Bagaimana? Tertarik mengambil kesimpulan? Mungkin kali ini kesempatan saya. Mengenai hubungan antara lembaga pemegang kekuasaan dengan mahasiswa yang vertikal, ada baiknya jika lembaga tersebut memosisikan diri sebagai kawan bagi mahasiswa. Karena sebenarnya mereka memang sejajar dengan mahasiswa. Bahkan Badan Legislatif Mahasiswa yang dalam susunan dan kedudukan elemen kampus merupakan badan tertinggi, tapi sejatinya tetaplah setara dengan mahasiswa. Cara yang mungkin bisa ditempuh adalah mempermudah berbagai birokrasi, mengoptimalkan pertemuan informal dengan mahasiswa secara individual, dan memberikan branding khusus pada lembaga tersebut sebagai kawan mahasiswa. Ini akan sangat tergantung pada kepribadian orang-orang yang ada di dalam tiga jenis lembaga tersebut. Oleh karena itulah diperlukan orang-orang yang memiliki kepekaan emosional dan spiritual di dalam lembaga – lembaga tersebut. Teknologi pun bisa sangat bermanfaat dalam membangun hubungan dengan mahasiswa. Kita telah menjadi saksi bahwa jejaring sosial merupakan media yang efektif dalam membangun hubungan. Dengan syarat kita bisa mengikuti fleksibilitas media ini dengan tidak membawa kekakuan birokrasi ke dalamnya. Jika tetap membawanya, yakin saja bahwa pemanfaatan media seperti ini tidak akan berdampak banyak.
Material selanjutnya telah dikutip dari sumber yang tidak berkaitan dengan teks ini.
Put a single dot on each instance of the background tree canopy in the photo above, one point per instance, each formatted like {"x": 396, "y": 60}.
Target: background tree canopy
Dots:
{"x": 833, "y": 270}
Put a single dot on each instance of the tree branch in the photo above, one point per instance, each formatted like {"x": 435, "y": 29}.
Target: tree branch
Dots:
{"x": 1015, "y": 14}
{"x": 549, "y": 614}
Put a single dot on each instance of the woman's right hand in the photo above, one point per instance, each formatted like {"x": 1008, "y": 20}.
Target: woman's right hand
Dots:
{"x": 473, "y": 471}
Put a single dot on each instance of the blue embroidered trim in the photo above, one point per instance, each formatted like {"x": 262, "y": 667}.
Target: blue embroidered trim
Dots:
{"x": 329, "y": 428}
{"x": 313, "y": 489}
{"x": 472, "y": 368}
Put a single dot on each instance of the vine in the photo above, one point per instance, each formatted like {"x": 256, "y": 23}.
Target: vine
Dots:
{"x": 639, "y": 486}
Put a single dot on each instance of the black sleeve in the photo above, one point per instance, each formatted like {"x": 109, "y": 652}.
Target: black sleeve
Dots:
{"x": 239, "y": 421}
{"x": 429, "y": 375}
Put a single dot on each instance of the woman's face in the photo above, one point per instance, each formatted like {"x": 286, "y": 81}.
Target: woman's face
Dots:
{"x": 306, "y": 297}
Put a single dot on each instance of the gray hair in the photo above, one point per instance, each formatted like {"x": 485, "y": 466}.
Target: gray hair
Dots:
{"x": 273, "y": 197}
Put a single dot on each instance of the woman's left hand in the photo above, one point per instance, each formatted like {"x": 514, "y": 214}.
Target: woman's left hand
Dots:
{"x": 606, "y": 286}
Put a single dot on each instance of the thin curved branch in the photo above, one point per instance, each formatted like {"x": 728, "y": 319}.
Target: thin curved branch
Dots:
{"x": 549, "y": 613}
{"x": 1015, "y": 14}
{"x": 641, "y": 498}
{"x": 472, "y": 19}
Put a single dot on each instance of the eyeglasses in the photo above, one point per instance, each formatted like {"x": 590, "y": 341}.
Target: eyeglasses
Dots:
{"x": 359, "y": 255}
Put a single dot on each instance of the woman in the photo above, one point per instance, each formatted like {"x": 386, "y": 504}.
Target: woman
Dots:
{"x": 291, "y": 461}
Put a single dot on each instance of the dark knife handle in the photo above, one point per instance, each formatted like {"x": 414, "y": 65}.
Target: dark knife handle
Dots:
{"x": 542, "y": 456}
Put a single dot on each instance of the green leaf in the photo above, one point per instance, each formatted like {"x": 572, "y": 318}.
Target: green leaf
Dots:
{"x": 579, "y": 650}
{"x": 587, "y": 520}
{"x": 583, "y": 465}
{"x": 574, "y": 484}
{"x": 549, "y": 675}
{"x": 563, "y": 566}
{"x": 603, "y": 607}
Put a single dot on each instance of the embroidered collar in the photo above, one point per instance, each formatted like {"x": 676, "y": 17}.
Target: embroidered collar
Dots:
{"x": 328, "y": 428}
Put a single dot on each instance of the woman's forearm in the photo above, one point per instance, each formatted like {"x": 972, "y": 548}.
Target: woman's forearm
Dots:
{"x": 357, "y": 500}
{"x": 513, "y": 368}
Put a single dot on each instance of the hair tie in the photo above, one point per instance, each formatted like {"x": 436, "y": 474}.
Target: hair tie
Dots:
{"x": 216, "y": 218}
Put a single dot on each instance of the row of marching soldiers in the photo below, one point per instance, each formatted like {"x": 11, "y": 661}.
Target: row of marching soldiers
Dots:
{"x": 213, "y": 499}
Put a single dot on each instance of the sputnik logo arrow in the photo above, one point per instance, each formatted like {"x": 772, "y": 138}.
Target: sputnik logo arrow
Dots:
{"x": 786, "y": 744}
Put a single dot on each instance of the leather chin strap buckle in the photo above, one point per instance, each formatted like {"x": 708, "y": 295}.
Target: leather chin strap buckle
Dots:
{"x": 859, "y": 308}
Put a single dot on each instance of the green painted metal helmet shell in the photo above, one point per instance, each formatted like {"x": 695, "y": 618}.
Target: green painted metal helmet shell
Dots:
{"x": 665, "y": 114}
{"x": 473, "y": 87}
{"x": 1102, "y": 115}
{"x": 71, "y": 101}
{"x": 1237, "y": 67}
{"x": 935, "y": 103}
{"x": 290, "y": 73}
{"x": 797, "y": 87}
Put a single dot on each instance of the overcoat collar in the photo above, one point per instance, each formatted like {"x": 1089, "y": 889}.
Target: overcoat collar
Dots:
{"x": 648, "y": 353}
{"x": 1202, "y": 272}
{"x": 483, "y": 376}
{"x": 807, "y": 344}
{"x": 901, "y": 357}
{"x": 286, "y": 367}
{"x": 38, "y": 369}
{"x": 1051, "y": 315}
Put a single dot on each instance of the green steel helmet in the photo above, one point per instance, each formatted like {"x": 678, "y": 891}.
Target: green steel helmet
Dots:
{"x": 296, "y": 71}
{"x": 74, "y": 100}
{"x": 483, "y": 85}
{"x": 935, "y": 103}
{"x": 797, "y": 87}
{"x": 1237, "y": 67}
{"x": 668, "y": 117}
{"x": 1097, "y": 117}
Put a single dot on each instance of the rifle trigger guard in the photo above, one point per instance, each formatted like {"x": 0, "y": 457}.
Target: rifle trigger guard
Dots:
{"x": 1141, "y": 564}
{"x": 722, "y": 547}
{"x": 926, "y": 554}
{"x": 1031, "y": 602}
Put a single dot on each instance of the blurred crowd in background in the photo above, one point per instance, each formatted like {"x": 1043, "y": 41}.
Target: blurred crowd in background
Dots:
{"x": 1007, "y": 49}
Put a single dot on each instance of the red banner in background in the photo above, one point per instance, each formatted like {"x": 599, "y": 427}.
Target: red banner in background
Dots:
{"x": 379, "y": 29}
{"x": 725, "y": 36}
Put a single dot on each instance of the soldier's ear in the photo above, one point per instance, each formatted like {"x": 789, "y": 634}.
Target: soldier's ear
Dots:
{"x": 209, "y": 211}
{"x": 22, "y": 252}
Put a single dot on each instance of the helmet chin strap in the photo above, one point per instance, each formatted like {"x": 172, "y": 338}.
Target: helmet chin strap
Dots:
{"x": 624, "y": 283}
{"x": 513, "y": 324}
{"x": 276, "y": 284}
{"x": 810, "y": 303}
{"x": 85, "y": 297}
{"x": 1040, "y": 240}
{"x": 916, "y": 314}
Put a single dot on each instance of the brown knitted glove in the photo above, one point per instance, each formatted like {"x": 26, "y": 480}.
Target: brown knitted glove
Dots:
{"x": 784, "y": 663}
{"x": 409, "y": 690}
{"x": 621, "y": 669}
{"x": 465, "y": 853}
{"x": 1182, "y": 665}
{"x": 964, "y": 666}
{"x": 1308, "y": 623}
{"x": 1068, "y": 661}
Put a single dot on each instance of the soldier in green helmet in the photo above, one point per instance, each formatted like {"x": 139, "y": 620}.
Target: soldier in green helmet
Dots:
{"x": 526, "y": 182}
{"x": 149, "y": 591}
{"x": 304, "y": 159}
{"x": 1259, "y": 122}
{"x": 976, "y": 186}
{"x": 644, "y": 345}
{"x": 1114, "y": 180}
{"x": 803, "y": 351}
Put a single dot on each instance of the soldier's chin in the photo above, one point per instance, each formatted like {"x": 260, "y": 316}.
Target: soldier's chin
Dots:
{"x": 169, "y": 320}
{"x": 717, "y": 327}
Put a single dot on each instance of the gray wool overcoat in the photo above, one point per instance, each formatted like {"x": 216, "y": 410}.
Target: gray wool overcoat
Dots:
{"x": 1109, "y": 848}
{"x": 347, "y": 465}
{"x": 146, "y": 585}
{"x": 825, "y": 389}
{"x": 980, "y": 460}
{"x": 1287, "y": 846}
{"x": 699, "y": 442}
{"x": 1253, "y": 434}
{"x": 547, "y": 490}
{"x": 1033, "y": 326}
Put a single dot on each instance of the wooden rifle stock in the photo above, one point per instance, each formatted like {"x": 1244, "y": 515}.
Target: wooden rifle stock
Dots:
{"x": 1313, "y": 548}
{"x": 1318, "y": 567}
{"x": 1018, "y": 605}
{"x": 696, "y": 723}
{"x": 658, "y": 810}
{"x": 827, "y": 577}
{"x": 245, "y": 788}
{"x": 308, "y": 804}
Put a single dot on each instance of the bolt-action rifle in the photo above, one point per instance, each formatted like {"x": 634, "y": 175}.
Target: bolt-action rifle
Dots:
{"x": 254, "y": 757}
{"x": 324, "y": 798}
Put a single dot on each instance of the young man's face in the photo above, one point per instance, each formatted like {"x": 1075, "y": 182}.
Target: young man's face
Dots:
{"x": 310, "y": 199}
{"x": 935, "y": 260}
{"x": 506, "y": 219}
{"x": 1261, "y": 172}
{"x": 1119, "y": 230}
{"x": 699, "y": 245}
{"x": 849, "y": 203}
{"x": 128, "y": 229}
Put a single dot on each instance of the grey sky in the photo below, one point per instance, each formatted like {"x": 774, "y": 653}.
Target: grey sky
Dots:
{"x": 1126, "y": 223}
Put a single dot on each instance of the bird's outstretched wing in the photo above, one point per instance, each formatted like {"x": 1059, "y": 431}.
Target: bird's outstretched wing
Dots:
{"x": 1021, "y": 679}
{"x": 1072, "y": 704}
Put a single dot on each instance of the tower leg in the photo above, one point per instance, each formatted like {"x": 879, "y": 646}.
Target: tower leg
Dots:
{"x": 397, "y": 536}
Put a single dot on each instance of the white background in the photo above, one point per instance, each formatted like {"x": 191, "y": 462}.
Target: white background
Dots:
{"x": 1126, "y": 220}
Kepekaan emosional dan spiritual juga diperlukan oleh mahasiswa yang bergelut di elemen-elemen kampus lain. Karena kepekaan merupakan salah satu pilar komunikasi. Kepekaan melahirkan keinginan untuk berbagi yang pada akhirnya membawa kita untuk melakukan gerak riil, melaksanakan pengelolaan pengetahuan. Pelaksanaannya lebih dipermudah dengan hadirnya berbagai teknologi baru dan jejaring sosial sebagai tempat berbagi.

Akhirnya, inilah harapan yang ada dan akan terus ada sampai bisa diwujudkan. Mahasiswa yang dekat dengan para pilihannya di lembaga-lembaga pemegang kekuasaan. Hubungan antar elemen kampus yang hangat dan membawa manfaat. Ah, indah sekali. Salam hangat untuk Anda.